For the second time in three months, the United States Federal Reserve has raised its target interest rate by 0.25 percent, now up to 0.75 per cent. The move reflects that the U.S. economy is improving. It also means further hikes this year by the U.S. Fed will likely be gradual.
In a statement issued after the announcement, the central bank indicated that it is closer to its targets for employment and inflation due to the strengthening job market and general rising prices. In the U.S., steady hiring has brought the unemployment rate down to 4.7 per cent and inflation has moved closer to the central bank’s preferred target of 2 per cent.
Still, the Gross Domestic Product (GDP) – the broadest gauge of the U.S. economy’s health – remains well below what’s considered healthy economic levels. But many analysts say they’re optimistic that U.S. President Trump’s proposed tax cuts, infrastructure spending increases and deregulation may accelerate growth.
The U.S. Fed’s move reveals that after eight years, the Great Recession, which began with the U.S. housing collapse, may be over. Now, ultra-low rates no longer need to be supported.
After the 2008 financial crisis, the Fed had cut rates to record lows – nearly zero. And they remained there for years until the first hike in December 2015. This was all in an effort to stimulate the economy and encourage borrowing.

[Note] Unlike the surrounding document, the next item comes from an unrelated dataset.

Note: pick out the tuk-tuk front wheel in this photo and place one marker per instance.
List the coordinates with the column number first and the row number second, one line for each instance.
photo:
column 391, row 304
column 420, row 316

But the Fed’s overall view of the U.S. economy has changed slightly. Officials are now expecting economic growth of 2.1 per cent this year and next year before slipping to 1.9 per cent in 2019.
The Fed’s move is in contrast to the Bank of Canada’s latest announcement. On March 1st, the BoC said it was holding its overnight interest rate at 0.5 per cent. The decision to keep rates low was attributed to the Canadian economy facing “persistent economic slack” and “significant uncertainties.”
How does this affect us?
How this will affect Canada is unclear as this is unchartered territory. The Bank of Canada usually moves in tandem with the Fed when it comes to rate hikes and rate cuts. Also, since the U.S. is our biggest trading partner, it is hard to tell how this could impact business activity in Canada.
While this will mean higher rates for some consumer and business loans in the U.S, this is not the case in Canada.
In immediate reaction to the news, North American stock markets surged.